El glamuroso estilista de las estrellas ha sido acusado de hacer revelaciones explosivas en apartamentos de lujo en Nueva York y Los Ángeles.
Bryant Simmons, de 36 años, trabajó en el minorista de alta gama vistiendo a personas como Katie Holmes, Rosie Huntington-Whiteley y Olivia Palermo hasta octubre, cuando reveló que fue “despedido” en una “reunión improvisada de rutina de recursos humanos”.
Luego, alrededor del Día de Acción de Gracias, se creó una nueva y misteriosa cuenta de Instagram llamada @bryantsimmonsisascammer, lo que provocó que Simmons se volviera frenético al enardecer la escena social de Nueva York y Los Ángeles.
Ahora, varios excompañeros, compañeros de cuarto y amigos han abordado la saga Feria de la vanidad La historia acusaba a Simmons de ocupar sus apartamentos, negarse a pagar el alquiler, utilizar tarjetas de cliente para financiar su propio estilo de vida lujoso y robar a sus empleadores.
La cuenta estaba dirigida por su excompañera de cuarto Arya Toufanian, quien supuestamente alquiló una habitación en su apartamento del Soho a Simmons en febrero de 2025.
En noviembre, el acuerdo se vino abajo después de que Simmons supuestamente no pagara el alquiler a tiempo durante varios meses seguidos.
En octubre, lo despidieron misteriosamente de su trabajo en la marca de moda Khaite, que ha estado vistiendo a celebridades desde su lanzamiento en 2016.
“Fue una típica reunión improvisada de recursos humanos”, escribió en un post de Instagram en ese momento.
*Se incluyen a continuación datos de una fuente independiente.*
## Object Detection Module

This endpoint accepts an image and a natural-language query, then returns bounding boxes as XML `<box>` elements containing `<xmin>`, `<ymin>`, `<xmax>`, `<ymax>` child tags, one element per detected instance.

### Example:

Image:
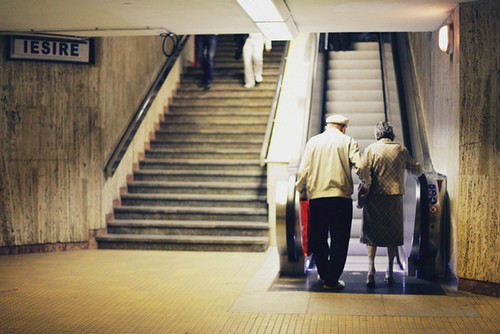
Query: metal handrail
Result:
<box><xmin>378</xmin><ymin>33</ymin><xmax>388</xmax><ymax>121</ymax></box>
<box><xmin>260</xmin><ymin>41</ymin><xmax>290</xmax><ymax>167</ymax></box>
<box><xmin>104</xmin><ymin>35</ymin><xmax>190</xmax><ymax>177</ymax></box>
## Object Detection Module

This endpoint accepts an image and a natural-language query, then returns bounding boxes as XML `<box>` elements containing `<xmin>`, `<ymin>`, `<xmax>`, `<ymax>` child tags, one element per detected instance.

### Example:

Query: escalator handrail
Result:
<box><xmin>104</xmin><ymin>35</ymin><xmax>190</xmax><ymax>177</ymax></box>
<box><xmin>260</xmin><ymin>41</ymin><xmax>290</xmax><ymax>167</ymax></box>
<box><xmin>276</xmin><ymin>34</ymin><xmax>320</xmax><ymax>274</ymax></box>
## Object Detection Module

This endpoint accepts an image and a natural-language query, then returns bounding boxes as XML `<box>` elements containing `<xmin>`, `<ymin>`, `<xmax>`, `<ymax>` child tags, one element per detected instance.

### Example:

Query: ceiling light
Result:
<box><xmin>438</xmin><ymin>24</ymin><xmax>453</xmax><ymax>54</ymax></box>
<box><xmin>236</xmin><ymin>0</ymin><xmax>290</xmax><ymax>22</ymax></box>
<box><xmin>236</xmin><ymin>0</ymin><xmax>299</xmax><ymax>41</ymax></box>
<box><xmin>256</xmin><ymin>17</ymin><xmax>299</xmax><ymax>41</ymax></box>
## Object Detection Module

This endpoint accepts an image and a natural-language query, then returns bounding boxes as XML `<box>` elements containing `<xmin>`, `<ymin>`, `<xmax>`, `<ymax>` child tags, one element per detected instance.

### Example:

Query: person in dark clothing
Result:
<box><xmin>296</xmin><ymin>114</ymin><xmax>364</xmax><ymax>290</ymax></box>
<box><xmin>196</xmin><ymin>35</ymin><xmax>217</xmax><ymax>90</ymax></box>
<box><xmin>233</xmin><ymin>34</ymin><xmax>248</xmax><ymax>60</ymax></box>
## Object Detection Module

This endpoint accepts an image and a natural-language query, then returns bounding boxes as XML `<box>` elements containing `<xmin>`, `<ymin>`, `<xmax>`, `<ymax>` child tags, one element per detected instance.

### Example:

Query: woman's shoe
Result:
<box><xmin>366</xmin><ymin>274</ymin><xmax>375</xmax><ymax>289</ymax></box>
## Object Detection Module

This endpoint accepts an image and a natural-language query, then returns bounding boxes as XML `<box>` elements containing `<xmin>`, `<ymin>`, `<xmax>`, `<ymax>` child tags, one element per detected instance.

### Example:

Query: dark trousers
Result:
<box><xmin>196</xmin><ymin>35</ymin><xmax>217</xmax><ymax>85</ymax></box>
<box><xmin>309</xmin><ymin>197</ymin><xmax>352</xmax><ymax>284</ymax></box>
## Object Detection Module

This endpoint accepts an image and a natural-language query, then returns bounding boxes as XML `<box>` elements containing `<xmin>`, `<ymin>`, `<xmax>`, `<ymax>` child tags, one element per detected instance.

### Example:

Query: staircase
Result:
<box><xmin>97</xmin><ymin>35</ymin><xmax>284</xmax><ymax>251</ymax></box>
<box><xmin>326</xmin><ymin>42</ymin><xmax>385</xmax><ymax>256</ymax></box>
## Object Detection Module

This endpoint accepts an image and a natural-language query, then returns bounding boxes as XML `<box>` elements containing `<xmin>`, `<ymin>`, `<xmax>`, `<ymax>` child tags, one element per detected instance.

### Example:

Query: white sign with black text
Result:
<box><xmin>8</xmin><ymin>36</ymin><xmax>94</xmax><ymax>64</ymax></box>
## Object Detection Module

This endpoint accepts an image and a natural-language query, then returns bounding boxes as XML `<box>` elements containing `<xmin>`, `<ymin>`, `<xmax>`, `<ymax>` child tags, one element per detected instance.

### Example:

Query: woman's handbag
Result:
<box><xmin>356</xmin><ymin>183</ymin><xmax>370</xmax><ymax>209</ymax></box>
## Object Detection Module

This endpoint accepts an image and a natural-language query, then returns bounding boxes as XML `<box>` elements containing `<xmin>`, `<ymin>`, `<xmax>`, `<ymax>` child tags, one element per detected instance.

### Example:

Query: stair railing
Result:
<box><xmin>260</xmin><ymin>42</ymin><xmax>290</xmax><ymax>167</ymax></box>
<box><xmin>104</xmin><ymin>35</ymin><xmax>189</xmax><ymax>177</ymax></box>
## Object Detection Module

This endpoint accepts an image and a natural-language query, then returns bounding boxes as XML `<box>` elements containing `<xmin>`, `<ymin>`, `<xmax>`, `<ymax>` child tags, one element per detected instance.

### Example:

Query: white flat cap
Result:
<box><xmin>326</xmin><ymin>114</ymin><xmax>349</xmax><ymax>125</ymax></box>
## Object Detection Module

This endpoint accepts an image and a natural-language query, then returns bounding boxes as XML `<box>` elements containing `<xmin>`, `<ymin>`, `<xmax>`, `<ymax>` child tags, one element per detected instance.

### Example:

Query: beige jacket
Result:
<box><xmin>296</xmin><ymin>128</ymin><xmax>362</xmax><ymax>199</ymax></box>
<box><xmin>362</xmin><ymin>138</ymin><xmax>422</xmax><ymax>195</ymax></box>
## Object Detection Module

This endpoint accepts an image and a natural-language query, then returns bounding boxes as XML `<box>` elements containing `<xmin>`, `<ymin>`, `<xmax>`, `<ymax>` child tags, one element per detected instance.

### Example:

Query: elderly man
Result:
<box><xmin>297</xmin><ymin>115</ymin><xmax>362</xmax><ymax>290</ymax></box>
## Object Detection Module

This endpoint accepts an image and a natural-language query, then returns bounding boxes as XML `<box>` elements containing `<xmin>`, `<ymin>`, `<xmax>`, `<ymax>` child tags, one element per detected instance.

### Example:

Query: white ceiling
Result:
<box><xmin>0</xmin><ymin>0</ymin><xmax>465</xmax><ymax>36</ymax></box>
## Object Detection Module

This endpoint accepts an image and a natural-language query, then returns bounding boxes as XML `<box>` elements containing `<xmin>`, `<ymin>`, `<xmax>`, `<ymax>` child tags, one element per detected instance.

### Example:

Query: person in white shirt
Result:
<box><xmin>243</xmin><ymin>33</ymin><xmax>272</xmax><ymax>88</ymax></box>
<box><xmin>296</xmin><ymin>114</ymin><xmax>363</xmax><ymax>290</ymax></box>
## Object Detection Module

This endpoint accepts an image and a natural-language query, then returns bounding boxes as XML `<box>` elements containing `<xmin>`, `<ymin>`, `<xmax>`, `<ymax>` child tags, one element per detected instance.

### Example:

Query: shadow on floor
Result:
<box><xmin>269</xmin><ymin>270</ymin><xmax>445</xmax><ymax>295</ymax></box>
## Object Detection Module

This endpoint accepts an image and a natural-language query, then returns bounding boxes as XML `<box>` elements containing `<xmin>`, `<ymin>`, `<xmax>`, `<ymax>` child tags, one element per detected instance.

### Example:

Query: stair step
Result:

El glamoroso estilista personal de las estrellas ha sido acusado de hacer revelaciones explosivas en apartamentos de lujo en Nueva York y Los Ángeles.
Bryant Simmons, de 36 años, trabajó en la tienda minorista de lujo vistiendo a celebridades como Katie Holmes, Rosie Huntington-Whiteley y Olivia Palermo hasta octubre, cuando reveló que fue “despedido” en una “reunión rutinaria de contingencia de recursos humanos”.
“Me despidieron porque llegué tarde: respondía llamadas, correos electrónicos y mensajes de texto las 24 horas del día, los 7 días de la semana y trabajaba en días festivos para adaptarme a las necesidades y horarios de los clientes. Me despidieron”.
También han circulado rumores sobre transacciones no autorizadas con tarjetas de crédito que se facturan a los clientes.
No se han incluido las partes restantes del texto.